Yomi wasn’t hard to follow, for he never looked back, even once. Instead, he ambled along the side road near the school until he reached a concrete walkway, which dissected the two playing fields. It was there that he stopped and waited, watched by his father who had taken up a position that afforded him a perfect view of his son’s movements. Thanks to the fortuitous positioning of a large advertising hoarding, which towered above him and overlooked the major road nearby, he remained unseen. Joseph stood behind a large metal stanchion and watched as his son suddenly turned and gave a shy wave to an unseen friend. His father waited to see who was going to join Yomi and, more important, whether they would be going in to school together or heading off in the opposite direction.
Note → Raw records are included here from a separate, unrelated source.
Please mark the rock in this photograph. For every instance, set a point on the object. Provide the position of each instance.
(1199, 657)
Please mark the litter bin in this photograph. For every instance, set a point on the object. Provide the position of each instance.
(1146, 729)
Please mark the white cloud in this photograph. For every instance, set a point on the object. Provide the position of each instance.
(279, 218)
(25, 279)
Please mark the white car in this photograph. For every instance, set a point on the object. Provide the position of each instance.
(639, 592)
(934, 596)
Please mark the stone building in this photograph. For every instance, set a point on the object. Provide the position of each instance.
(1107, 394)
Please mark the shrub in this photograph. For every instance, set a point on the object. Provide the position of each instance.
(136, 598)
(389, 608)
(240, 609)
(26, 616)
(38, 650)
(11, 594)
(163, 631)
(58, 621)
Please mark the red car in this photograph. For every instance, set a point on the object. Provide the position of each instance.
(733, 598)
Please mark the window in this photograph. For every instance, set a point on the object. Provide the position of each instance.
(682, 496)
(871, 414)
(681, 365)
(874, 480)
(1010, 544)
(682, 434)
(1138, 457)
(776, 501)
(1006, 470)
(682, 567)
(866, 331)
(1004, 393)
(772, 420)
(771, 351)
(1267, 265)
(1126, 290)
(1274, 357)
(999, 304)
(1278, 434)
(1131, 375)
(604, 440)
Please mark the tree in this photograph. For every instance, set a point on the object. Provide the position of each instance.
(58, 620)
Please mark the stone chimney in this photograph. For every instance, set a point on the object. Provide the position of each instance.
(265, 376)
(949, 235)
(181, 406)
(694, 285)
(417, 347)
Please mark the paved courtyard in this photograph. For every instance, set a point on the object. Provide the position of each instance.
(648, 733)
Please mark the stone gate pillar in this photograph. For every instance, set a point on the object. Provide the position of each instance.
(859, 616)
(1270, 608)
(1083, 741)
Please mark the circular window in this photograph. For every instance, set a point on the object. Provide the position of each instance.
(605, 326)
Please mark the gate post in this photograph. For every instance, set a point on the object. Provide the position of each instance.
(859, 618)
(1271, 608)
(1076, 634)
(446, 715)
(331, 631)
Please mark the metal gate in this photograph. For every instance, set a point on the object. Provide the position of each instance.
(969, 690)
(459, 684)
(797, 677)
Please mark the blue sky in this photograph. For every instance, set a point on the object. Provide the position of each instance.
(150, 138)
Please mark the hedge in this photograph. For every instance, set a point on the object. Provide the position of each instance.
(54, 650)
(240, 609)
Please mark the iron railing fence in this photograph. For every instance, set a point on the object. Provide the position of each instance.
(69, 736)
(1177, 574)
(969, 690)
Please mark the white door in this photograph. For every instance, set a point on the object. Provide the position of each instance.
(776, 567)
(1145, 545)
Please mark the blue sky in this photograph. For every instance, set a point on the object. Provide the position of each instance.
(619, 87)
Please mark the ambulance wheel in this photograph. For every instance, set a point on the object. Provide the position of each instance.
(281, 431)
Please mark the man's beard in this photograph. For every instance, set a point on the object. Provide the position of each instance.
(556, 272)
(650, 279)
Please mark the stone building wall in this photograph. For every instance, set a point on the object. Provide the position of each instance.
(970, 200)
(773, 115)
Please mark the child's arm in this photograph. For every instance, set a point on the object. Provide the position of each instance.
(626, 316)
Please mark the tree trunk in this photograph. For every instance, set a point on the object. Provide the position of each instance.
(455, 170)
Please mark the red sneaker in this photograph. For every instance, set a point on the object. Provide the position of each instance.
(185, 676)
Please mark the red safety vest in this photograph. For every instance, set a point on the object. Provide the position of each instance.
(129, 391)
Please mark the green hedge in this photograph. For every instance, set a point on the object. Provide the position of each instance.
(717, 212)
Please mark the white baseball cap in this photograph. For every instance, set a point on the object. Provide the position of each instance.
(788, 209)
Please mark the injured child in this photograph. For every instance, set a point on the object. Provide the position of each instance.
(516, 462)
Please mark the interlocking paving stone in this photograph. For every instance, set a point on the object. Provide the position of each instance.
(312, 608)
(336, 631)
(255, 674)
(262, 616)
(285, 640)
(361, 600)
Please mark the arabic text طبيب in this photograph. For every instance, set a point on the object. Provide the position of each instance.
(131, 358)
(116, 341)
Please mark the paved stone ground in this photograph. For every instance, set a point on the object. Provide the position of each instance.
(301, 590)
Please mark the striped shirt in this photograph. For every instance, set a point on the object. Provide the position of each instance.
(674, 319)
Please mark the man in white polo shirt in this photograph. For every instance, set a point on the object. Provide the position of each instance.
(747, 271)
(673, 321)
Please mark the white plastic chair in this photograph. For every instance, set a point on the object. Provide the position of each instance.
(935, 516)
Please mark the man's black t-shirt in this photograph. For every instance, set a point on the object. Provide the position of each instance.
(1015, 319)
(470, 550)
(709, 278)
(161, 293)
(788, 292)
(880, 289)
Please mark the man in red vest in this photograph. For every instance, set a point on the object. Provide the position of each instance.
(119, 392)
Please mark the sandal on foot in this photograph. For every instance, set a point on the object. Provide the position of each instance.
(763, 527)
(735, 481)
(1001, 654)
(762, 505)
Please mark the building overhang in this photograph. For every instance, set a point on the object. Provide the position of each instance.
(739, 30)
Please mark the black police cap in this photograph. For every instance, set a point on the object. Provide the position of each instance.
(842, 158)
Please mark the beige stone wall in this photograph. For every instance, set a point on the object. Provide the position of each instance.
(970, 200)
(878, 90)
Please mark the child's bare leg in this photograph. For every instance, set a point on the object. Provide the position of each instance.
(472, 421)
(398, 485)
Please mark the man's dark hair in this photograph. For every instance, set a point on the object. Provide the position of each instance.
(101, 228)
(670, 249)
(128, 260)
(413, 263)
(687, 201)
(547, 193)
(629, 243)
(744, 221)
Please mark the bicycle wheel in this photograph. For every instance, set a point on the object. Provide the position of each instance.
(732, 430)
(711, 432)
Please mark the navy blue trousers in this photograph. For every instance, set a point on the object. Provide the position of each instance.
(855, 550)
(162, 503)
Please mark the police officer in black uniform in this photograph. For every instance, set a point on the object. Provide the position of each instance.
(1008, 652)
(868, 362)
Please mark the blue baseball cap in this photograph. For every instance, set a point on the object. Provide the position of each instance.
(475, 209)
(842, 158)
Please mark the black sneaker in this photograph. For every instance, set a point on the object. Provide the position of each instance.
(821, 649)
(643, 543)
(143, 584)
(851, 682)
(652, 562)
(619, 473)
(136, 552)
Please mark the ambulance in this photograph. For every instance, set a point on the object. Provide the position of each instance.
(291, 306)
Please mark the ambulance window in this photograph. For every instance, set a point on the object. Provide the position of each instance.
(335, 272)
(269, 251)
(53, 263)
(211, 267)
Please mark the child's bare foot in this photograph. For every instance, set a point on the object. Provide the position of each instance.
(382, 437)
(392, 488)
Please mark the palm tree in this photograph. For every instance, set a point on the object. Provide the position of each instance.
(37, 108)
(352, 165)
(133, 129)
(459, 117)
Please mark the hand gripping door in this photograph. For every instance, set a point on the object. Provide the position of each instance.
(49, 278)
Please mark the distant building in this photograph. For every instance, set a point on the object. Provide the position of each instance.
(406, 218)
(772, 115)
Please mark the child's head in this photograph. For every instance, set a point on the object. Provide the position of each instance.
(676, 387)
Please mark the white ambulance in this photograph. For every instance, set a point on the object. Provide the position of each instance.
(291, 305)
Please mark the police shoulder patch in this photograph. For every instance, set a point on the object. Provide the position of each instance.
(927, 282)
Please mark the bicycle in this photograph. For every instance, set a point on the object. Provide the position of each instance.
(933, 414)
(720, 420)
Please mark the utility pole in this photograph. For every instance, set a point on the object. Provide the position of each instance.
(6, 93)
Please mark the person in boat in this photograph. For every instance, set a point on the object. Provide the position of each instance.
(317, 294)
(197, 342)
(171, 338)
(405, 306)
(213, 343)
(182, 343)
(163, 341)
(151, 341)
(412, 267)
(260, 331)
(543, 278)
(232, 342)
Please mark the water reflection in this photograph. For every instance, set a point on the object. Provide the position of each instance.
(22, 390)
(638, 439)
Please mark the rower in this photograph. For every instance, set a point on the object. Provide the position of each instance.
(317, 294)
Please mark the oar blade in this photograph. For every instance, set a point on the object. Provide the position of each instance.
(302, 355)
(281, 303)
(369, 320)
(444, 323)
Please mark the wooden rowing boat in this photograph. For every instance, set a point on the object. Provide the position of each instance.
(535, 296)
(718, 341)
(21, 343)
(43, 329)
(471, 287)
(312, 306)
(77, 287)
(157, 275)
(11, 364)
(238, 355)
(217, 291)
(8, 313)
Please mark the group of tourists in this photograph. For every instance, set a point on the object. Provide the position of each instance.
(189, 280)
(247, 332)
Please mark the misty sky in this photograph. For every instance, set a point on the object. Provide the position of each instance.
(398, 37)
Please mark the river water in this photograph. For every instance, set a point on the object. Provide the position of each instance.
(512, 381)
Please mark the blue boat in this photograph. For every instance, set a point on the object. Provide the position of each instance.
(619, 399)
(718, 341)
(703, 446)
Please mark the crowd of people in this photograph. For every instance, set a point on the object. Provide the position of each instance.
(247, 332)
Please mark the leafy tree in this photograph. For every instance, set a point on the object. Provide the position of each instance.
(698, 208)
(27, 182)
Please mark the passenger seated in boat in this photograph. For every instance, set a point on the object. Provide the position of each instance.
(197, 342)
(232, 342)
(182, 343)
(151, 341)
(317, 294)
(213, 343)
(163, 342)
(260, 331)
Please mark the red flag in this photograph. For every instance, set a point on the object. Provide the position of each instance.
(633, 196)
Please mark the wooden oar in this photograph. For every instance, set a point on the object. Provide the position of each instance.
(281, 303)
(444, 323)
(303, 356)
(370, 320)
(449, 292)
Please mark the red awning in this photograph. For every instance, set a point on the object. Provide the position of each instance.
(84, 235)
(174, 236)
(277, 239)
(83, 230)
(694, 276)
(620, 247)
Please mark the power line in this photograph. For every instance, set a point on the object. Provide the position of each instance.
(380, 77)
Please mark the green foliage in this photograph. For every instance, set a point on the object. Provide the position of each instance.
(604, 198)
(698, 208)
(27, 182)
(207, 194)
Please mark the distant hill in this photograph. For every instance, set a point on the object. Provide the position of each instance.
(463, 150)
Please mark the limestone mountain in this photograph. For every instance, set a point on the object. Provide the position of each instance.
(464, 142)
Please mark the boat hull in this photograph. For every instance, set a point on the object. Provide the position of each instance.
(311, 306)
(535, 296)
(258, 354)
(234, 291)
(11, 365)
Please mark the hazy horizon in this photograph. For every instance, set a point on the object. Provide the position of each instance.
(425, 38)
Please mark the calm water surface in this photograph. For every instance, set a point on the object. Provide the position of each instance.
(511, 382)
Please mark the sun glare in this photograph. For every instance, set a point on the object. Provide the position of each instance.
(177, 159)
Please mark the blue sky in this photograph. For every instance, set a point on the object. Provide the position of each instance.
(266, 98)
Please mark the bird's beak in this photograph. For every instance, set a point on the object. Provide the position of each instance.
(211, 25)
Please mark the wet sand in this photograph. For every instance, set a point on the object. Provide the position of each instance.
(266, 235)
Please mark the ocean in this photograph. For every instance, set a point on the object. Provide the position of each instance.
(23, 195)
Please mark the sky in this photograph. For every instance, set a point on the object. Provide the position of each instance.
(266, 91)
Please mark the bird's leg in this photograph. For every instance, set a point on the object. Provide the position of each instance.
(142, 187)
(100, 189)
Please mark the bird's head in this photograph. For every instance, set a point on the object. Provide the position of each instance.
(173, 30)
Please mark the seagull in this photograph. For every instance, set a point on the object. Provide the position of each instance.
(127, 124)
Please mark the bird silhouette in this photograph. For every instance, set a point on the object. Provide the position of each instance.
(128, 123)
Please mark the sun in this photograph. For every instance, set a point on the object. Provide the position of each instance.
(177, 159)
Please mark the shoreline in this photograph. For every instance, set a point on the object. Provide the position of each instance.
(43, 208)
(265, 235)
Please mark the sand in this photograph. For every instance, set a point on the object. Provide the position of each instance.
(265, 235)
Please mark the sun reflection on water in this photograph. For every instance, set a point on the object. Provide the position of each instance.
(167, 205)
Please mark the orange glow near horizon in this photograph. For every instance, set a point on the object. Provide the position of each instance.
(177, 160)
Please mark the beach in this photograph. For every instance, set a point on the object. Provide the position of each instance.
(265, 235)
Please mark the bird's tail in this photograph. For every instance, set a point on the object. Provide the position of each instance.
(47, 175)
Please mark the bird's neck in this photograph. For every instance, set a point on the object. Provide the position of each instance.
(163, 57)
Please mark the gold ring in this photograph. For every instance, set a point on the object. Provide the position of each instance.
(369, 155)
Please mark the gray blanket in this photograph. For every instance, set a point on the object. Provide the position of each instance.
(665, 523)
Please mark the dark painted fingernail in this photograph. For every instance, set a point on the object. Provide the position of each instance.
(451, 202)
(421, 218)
Joseph expected to see FJ come round the corner, so he was completely taken aback when the blurred figure in the middle distance turned out to have long brown hair and was wearing a skirt. A girl. Joseph peered intently at the two of them and was pretty sure that it was Merve Williams’s youngest girl who was walking toward Yomi. Yep, it was Laura all right and if his eyes hadn’t deceived him, his son had just greeted the girl with a kiss. Now she was kissing his boy back. Joseph immediately felt like he shouldn’t be watching this display of private, tender affection and he took a step back, intending to walk away. The last he saw of Laura and Yomi, the two of them were happily holding hands and walking off to school together.
So that’s why Yomi had been so keen to get out of the ca
r early. Joseph shook his head. Cyrus had tried to tell him, Marjorie knew it would happen, but Joseph couldn’t see it coming at all, and he was supposed to be the detective. As he returned to the cab, he decided to give Yomi a break. There would be no teasing, no questions, and no pressure from his father. As far as he was concerned, Yomi could get out of the car early every morning, if all he was doing was meeting a nice girl like Laura. In his view, girls were usually a damn sight less dangerous than knives.
Joseph stared intently at the figure lying beneath him on the cold, hard floor. The dirty, scuffed boots were all that could be seen of the man and they had not moved for some time. Joseph was worried. Suddenly there was a clang and a sharp metallic ring from beneath the vehicle, as a spanner slipped and hit something hard, immediately followed by a muffled curse. Selwyn Wray slid out from under the jacked-up taxi with a frown across his face and a small stripe of fresh blood on his finger.
“Cocksuckin’ motherfuckin’ whore,’ he said with some conviction, staring at the car accusingly as he wedged his hand under an armpit and winced in pain. Selwyn examined his finger and, satisfied that the damage was minor, wiped the blood onto his filthy overalls before turning his attention back to the yellow cab. Selwyn then fell into the kind of silent contemplation that would have impressed a Buddhist monk, continuing to stare at the offending vehicle, as if the answer to his conundrum was written across its bonnet.
“Well?” asked Joseph when he could take the silence no more.
“If she was a horse, I’d shoot her,” said Selwyn in disgust.
“Please don’t say that.”
“Okay,” conceded the mechanic reasonably. “If she was my wife I’d kick her scrawny ass out the door,” and he wiped the grease from his hands with a cloth. “Sound any better to ya?”